Argel, junio de 1973

De modo que allí estaba Minnie Renselaas, la adivina.

Estábamos sentadas en su habitación, con numerosas puertaventanas, ocultas a la vista del patio por una cortina de enredaderas. Un enjambre de mujeres con el rostro velado trajo comida de la cocina, la sirvieron en la mesa baja de bronce y desaparecieron tan sigilosamente como habían llegado. Lily, derrumbada en el suelo sobre una pila de cojines, comía una granada. Yo estaba a su lado, hundida en una silla de cuero marroquí, mascando una tarta de kiwis y caquis, y frente a mí, reclinada en un diván de terciopelo verde y con los pies levantados, estaba Minnie Renselaas.

Por fin la veía: la adivina que seis meses antes me había arrastrado a este juego peligroso. Una mujer de muchas caras. Para Nim era una amiga, la viuda del cónsul holandés, que había de protegerme si tenía problemas: de creer a Thérèse, era una mujer popular en la ciudad. Para Solarin, era un contacto de negocios; para Mordecai, una aliada y vieja amiga. Según El-Marad, era también Mojfi Mojtar de la casbah, la mujer que tenía las piezas del ajedrez de Montglane. Era muchas cosas para mucha gente… pero todas se resumían en una.

—Usted es la Reina Negra —dije.

Minnie Renselaas esbozó una sonrisa enigmática.

—Bienvenida al juego —dijo.

—¡De modo que eso era lo que quería decir la reina de picas! —exclamó Lily, incorporándose sobre los cojines—. Es una jugadora, de modo que conoce los movimientos.

—Una jugadora importante —asentí estudiando a Minnie—. Es la pitonisa con la que tu abuelo me concertó una cita. Si no me equivoco, sabe más de este juego que simplemente los movimientos…

—No te equivocas —dijo Minnie sonriendo de oreja a oreja.

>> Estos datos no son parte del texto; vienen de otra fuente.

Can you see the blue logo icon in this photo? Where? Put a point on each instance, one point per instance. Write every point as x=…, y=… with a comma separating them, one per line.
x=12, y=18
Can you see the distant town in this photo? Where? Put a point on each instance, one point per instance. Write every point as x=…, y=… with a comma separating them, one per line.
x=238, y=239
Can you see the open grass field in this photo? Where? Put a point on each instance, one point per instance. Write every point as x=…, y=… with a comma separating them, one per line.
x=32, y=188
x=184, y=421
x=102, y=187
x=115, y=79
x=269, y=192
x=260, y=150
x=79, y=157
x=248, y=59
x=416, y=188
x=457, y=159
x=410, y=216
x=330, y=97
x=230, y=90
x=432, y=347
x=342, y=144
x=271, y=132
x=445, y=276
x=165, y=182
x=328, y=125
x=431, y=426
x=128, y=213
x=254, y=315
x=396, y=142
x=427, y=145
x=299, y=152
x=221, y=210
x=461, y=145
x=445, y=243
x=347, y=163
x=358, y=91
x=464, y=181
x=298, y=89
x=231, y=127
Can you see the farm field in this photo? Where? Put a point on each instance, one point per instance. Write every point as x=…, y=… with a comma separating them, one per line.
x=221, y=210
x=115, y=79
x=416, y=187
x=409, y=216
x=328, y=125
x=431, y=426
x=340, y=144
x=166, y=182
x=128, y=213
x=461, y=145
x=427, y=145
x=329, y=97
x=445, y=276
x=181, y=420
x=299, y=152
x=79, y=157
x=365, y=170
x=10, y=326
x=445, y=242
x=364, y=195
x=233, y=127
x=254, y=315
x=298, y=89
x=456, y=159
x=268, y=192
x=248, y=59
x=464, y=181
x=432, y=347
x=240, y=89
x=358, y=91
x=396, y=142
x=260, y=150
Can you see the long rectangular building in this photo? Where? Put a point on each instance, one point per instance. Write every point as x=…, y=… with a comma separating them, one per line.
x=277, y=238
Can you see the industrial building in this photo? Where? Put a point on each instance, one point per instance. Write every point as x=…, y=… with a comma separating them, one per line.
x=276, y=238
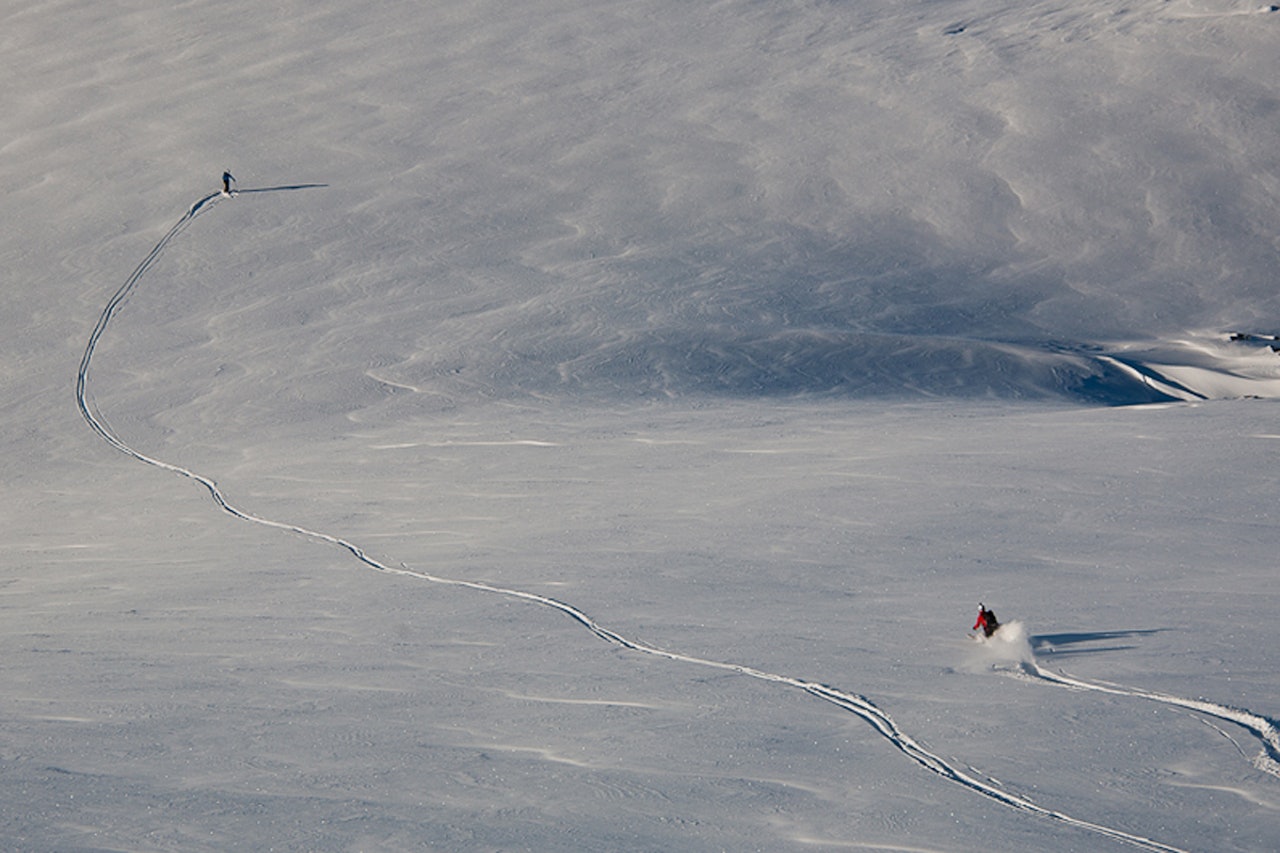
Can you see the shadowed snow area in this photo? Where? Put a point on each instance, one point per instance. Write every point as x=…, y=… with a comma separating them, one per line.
x=592, y=425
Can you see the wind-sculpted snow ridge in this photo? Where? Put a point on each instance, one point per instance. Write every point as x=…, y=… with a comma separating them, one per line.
x=856, y=705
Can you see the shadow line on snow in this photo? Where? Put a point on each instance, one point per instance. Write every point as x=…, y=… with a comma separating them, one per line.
x=1051, y=644
x=296, y=186
x=851, y=702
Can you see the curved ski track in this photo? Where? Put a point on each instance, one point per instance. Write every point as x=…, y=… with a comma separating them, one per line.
x=1265, y=730
x=856, y=705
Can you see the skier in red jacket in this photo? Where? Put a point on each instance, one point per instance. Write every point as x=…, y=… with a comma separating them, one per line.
x=986, y=621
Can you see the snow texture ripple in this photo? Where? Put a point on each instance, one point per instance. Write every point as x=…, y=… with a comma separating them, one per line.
x=850, y=702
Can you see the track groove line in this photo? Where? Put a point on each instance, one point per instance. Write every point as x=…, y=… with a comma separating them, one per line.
x=850, y=702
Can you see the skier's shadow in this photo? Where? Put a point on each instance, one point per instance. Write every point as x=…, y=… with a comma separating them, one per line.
x=295, y=186
x=1082, y=643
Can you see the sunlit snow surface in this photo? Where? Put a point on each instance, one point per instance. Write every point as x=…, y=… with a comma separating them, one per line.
x=593, y=427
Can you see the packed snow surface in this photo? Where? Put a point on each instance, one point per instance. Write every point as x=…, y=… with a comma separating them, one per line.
x=593, y=425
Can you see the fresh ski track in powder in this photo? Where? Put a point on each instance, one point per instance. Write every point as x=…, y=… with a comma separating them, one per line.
x=883, y=724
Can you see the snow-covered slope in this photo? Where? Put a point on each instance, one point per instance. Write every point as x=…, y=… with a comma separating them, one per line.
x=590, y=425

Era increíble cómo cambiaba su aspecto cada vez que la veía. Ataviada con una tela plateada centelleante, reclinada en el diván verde oscuro, su piel era tersa, sin una arruga; parecía mucho más joven que la última vez que la vi… bailando en la carpa. Y apenas recordaba a la llamativa pitonisa, con sus gafas con diamantes de imitación, o la anciana vestida de negro que daba de comer a las palomas junto al edificio de Naciones Unidas. Parecía un camaleón. ¿Quién era en realidad?